Genome Comparisons between Botrytis fabae and the Closely Related Gray Mold Fungus Botrytis cinerea Reveal Possible Explanations for Their Contrasting Host Ranges

J. Fungi 2024, 10(3), 216; https://doi.org/10.3390/jof10030216
by Klaus Klug 1,†, Pinkuan Zhu 1,2,†, Patrick Pattar 1, Tobias Mueller 1, Nassim Safari 1, Frederik Sommer 1, Claudio A. Valero-Jiménez 3, Jan A. L. van Kan 3, Bruno Huettel 4, Kurt Stueber 4, David Scheuring 1, Michael Schroda 1 and Matthias Hahn 1,*
Reviewer 1: Anonymous
Reviewer 2: Anonymous
J. Fungi 2024, 10(3), 216; https://doi.org/10.3390/jof10030216
Submission received: 12 February 2024 / Revised: 11 March 2024 / Accepted: 11 March 2024 / Published: 14 March 2024
(This article belongs to the Section Fungal Genomics, Genetics and Molecular Biology)

Round 1

Reviewer 1 Report

Dear Authors,

I have had the privilege of reviewing your manuscript entitled "Comprehensive Genome Analysis of Botrytis fabae: Insights into Host Specificity and Evolution," which delves into the genetic underpinnings that distinguish Botrytis fabae's host specificity from the broad host range of Botrytis cinerea. Your work is a significant contribution to the field of phytopathology, offering deep insights into the evolutionary mechanisms that drive host specificity in fungal pathogens.
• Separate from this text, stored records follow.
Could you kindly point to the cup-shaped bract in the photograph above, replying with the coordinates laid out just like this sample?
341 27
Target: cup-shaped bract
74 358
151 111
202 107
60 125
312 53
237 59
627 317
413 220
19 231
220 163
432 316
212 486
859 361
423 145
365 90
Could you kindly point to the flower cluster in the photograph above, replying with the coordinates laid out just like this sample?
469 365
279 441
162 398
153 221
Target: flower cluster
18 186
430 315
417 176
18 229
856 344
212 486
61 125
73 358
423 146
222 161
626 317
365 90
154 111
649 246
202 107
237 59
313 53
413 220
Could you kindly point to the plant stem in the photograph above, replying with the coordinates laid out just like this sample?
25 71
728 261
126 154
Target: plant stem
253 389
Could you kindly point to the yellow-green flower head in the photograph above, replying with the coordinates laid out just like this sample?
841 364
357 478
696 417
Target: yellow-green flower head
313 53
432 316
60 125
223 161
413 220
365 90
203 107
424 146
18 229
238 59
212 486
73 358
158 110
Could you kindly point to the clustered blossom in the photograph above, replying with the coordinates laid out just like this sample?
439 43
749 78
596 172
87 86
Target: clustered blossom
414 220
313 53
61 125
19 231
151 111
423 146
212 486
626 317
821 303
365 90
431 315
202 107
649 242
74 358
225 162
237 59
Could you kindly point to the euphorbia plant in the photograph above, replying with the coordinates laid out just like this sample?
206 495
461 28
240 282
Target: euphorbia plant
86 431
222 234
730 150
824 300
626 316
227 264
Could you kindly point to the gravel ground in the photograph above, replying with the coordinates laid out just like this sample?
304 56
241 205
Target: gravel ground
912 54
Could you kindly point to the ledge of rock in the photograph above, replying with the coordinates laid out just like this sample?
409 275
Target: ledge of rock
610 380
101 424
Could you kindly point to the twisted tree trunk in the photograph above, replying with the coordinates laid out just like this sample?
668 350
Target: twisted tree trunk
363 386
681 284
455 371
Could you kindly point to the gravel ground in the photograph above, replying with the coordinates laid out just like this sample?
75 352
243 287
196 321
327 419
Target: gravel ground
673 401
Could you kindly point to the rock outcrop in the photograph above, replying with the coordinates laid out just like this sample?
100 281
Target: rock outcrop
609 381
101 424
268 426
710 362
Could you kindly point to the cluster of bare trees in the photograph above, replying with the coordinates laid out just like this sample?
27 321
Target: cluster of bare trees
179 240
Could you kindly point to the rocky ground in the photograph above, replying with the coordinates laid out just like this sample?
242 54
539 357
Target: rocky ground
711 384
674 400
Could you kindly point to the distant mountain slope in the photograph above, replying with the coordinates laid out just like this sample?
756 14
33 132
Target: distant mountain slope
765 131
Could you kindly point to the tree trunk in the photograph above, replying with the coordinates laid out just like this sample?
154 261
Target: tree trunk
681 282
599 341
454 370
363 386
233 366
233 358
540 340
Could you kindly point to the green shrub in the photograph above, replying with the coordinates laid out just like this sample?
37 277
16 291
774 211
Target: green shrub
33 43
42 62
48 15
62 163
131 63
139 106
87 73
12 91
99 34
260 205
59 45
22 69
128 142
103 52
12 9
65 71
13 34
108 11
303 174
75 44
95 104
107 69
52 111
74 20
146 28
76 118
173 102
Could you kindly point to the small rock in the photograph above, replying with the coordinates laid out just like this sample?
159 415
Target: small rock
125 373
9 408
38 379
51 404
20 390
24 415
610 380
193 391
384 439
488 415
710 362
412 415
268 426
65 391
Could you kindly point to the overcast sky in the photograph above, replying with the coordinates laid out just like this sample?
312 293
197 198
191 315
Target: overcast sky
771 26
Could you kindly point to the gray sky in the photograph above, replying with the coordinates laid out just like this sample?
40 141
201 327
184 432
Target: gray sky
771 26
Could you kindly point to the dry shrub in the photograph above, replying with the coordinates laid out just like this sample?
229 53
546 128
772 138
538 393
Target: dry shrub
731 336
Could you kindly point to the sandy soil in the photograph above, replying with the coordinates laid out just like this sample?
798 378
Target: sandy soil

Your introduction effectively sets the stage by highlighting the economic and ecological relevance of understanding fungal pathogen evolution. However, a more detailed discussion on the impacts of both B. fabae and B. cinerea, coupled with a review of existing literature on fungal host specificity, could provide a richer context for your study. In the materials and methods section, the use of cutting-edge sequencing technologies and thorough genomic analyses stands out as a robust approach. Nonetheless, incorporating additional comparative or protein-interaction analyses could further elucidate the functional implications of the genomic differences observed.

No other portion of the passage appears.